Cell type-specific, BMP-dependent regulation of growth and migration by the ecdysone receptor in secondary cells of the male accessory gland.

Cell type-specific, BMP-dependent regulation of growth and migration by the ecdysone receptor in secondary cells of the male accessory gland. Aaron Leiblich^1,2, Michael Williams¹, Luke Marsden², Carina Gandy¹, Laura Corrigan¹, Shih-Jung Fan¹, Freddie Hamdy², Clive Wilson¹. 1) Deparment of Physiology, Anatomy and Genetics, University of Oxford, Oxford, United Kingdom; 2) Nuffield Department of Surgical Sciences, University of Oxford, Oxford, United Kingdom.

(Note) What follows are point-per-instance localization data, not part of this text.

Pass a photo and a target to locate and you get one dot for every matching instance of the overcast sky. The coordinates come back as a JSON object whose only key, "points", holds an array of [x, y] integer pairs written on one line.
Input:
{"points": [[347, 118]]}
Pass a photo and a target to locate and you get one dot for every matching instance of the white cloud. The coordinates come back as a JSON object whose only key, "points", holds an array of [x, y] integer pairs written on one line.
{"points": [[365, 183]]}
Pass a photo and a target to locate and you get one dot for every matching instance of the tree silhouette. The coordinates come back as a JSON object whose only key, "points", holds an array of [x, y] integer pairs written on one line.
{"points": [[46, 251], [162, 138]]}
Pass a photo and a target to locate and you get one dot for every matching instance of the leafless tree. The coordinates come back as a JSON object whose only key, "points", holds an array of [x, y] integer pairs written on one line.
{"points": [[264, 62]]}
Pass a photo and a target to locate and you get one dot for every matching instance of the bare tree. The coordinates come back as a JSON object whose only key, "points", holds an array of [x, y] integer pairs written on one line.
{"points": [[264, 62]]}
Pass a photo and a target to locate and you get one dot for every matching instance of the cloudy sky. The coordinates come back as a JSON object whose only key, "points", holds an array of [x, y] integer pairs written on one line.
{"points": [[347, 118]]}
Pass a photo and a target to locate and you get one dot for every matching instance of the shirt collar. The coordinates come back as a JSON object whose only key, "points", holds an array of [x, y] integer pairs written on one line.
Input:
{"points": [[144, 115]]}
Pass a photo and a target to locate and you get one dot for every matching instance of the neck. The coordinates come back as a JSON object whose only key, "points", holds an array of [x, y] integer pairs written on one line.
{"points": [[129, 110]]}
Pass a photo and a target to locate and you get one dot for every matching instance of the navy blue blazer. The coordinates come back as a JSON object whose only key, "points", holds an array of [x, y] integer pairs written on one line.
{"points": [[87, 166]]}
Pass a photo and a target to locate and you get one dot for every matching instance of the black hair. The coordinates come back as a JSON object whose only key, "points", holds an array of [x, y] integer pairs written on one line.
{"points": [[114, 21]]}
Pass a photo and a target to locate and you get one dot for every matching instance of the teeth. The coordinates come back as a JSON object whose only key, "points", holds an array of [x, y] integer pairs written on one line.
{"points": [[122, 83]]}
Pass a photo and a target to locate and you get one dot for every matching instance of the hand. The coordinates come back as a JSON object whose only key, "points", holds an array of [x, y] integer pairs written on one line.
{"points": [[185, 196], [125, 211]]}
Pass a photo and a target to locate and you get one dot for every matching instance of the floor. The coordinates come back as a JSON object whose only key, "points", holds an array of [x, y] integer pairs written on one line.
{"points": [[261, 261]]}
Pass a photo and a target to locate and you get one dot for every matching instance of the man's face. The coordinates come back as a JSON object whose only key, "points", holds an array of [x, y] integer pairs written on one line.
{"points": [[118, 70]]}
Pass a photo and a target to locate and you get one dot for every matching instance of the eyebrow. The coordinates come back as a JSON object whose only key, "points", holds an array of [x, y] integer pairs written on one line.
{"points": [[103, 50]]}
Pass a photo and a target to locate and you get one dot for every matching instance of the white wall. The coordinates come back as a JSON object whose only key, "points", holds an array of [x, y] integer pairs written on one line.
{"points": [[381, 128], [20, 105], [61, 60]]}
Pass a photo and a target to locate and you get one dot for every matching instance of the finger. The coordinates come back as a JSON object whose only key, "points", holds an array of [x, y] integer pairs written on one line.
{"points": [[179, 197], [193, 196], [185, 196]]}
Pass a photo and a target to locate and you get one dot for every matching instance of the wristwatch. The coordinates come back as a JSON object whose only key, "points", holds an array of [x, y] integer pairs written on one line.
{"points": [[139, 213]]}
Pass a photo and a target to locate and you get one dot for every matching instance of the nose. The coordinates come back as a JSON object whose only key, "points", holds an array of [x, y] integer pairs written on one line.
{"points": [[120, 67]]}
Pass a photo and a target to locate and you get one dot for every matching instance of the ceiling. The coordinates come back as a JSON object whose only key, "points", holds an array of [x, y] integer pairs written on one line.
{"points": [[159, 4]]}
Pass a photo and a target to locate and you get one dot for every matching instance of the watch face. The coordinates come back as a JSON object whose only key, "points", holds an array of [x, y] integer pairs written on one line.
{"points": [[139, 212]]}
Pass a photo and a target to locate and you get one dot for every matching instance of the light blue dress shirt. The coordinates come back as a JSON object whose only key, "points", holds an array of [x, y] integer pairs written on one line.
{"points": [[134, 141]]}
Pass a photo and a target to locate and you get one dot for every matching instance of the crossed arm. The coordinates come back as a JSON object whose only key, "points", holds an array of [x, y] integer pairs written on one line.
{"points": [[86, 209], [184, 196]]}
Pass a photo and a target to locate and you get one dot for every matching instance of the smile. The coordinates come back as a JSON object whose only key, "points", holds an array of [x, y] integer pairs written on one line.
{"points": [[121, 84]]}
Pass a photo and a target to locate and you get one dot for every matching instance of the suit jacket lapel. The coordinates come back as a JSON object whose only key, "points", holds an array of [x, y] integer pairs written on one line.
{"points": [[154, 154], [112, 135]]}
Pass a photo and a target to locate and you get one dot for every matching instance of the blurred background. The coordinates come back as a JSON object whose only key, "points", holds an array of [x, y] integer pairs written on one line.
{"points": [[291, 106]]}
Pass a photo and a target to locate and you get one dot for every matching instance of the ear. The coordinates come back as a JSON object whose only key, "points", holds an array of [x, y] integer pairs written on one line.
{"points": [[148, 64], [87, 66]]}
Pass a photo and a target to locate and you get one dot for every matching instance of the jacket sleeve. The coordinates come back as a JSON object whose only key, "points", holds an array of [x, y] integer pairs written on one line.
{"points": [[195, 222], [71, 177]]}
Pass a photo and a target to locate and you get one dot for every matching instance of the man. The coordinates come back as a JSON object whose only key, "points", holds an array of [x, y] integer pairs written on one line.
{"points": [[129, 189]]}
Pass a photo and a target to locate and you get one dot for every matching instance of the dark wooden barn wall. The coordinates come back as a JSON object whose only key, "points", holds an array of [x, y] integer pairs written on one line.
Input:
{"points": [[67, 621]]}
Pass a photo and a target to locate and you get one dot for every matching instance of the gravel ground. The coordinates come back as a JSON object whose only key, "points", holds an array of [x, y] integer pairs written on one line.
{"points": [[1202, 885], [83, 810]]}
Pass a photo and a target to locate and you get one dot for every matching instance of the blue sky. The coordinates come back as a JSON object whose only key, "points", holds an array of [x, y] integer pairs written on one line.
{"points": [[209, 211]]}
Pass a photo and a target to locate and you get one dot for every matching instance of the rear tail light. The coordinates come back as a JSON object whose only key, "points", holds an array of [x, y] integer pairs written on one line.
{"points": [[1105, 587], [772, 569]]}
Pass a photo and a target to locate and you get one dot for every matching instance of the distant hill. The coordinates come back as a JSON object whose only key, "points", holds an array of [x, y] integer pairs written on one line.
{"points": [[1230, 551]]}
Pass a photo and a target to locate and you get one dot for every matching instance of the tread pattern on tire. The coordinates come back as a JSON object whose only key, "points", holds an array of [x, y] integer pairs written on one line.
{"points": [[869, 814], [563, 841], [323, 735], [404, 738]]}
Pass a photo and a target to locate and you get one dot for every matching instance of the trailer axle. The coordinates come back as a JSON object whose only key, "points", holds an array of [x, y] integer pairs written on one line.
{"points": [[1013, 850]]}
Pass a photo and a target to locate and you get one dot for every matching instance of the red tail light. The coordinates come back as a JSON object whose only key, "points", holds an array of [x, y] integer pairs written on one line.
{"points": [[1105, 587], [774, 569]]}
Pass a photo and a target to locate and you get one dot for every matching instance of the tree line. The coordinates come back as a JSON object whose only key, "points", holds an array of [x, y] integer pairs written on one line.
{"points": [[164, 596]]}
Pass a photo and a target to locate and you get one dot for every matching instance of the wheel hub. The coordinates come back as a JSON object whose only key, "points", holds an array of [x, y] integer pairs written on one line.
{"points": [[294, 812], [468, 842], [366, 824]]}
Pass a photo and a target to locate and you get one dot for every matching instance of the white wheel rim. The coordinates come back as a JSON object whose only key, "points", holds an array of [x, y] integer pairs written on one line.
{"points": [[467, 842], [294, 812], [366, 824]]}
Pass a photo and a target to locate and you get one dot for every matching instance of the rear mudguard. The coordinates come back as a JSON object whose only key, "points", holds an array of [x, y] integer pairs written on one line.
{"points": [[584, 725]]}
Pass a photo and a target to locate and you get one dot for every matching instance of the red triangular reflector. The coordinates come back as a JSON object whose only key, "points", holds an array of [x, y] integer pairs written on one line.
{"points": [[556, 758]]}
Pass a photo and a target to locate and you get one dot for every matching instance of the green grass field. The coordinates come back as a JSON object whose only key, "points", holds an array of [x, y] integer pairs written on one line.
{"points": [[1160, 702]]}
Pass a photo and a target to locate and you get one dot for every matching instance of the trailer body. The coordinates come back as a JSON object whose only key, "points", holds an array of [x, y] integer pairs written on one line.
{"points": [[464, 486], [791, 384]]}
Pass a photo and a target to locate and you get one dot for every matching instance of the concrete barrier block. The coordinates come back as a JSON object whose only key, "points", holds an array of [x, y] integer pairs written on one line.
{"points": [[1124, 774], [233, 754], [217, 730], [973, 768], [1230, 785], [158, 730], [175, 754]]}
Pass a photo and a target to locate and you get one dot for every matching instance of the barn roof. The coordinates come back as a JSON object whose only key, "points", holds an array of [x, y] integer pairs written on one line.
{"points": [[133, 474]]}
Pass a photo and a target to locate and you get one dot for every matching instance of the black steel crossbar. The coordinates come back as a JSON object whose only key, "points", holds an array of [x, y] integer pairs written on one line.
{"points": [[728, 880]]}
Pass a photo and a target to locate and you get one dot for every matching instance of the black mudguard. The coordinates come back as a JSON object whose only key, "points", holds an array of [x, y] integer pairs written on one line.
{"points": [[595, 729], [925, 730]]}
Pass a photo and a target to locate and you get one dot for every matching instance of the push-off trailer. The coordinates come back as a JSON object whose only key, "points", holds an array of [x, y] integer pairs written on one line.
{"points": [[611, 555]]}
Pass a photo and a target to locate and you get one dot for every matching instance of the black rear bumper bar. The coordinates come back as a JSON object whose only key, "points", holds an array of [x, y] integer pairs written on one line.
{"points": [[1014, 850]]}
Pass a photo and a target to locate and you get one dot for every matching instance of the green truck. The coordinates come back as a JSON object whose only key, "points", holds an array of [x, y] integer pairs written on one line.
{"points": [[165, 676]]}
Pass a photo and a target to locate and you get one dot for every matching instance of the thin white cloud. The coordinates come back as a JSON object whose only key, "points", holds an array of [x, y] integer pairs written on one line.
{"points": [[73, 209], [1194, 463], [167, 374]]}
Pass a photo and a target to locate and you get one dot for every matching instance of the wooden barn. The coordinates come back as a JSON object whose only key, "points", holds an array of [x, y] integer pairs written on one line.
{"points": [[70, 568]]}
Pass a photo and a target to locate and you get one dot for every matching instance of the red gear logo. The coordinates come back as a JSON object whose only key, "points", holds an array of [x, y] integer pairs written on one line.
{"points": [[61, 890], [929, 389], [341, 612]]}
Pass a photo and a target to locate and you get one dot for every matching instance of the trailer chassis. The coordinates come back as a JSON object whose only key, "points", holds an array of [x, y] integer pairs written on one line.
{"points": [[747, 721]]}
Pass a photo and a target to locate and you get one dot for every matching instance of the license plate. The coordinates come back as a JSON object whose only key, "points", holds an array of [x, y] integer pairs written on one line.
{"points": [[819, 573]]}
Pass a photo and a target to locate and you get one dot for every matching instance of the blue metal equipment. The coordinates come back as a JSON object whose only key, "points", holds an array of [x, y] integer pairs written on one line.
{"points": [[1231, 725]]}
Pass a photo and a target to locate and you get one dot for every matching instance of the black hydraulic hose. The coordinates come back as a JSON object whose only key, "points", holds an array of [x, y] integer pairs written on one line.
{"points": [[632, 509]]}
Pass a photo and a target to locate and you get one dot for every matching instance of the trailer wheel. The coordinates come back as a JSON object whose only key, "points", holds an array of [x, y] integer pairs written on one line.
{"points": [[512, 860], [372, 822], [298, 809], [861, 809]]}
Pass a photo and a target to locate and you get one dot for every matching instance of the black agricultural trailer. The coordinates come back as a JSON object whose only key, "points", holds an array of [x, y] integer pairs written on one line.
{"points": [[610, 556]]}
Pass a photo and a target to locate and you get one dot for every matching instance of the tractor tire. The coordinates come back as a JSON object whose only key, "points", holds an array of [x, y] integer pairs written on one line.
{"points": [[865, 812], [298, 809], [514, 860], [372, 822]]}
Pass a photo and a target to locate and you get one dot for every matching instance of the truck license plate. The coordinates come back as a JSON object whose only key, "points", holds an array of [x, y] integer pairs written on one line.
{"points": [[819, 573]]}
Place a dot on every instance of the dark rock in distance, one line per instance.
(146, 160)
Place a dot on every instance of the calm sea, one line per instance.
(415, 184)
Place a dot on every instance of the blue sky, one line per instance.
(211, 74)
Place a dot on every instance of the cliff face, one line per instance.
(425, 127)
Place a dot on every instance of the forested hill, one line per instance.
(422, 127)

The steroid hormone ecdysone plays several critical roles during development but its functions in adults are less well characterised. We previously showed that secondary cells, a subclass of secretory cells in the male accessory gland, grow selectively as males age. A subset of these cells delaminates apically in multiply-mated males and can be transferred to females upon mating. These processes are normally promoted by BMP signalling. Recent work in our lab has shown that secondary cells also secrete exosomes that can fuse to sperm in females, indicating a surprising parallel with the mammalian prostate, an organ whose growth and secretion is critically regulated by steroid hormone signalling through the androgen receptor (AR) in normal and tumorigenic cells. We now demonstrate that the ecdysone receptor isoform, EcR-B1, which shares structural similarities with the AR, is specifically expressed in secondary cells, where it promotes cell growth and suppresses BMP-dependent delamination. Remarkably, EcR activity is controlled in a novel cell-type-specific manner by BMP signalling via an interaction involving the N-terminal AF1 domain of the EcR protein. BMP signalling regulates EcR protein levels and the nucleocytoplasmic distribution of the receptor. Our data reveal that, as in mammals, steroid receptor and BMP signalling plays a sex- and cell-type-specific role in controlling the growth and secretory activity of cells in Drosophila, providing a new in vivo model to investigate the importance of the interplay between these two pathways in the male reproductive system.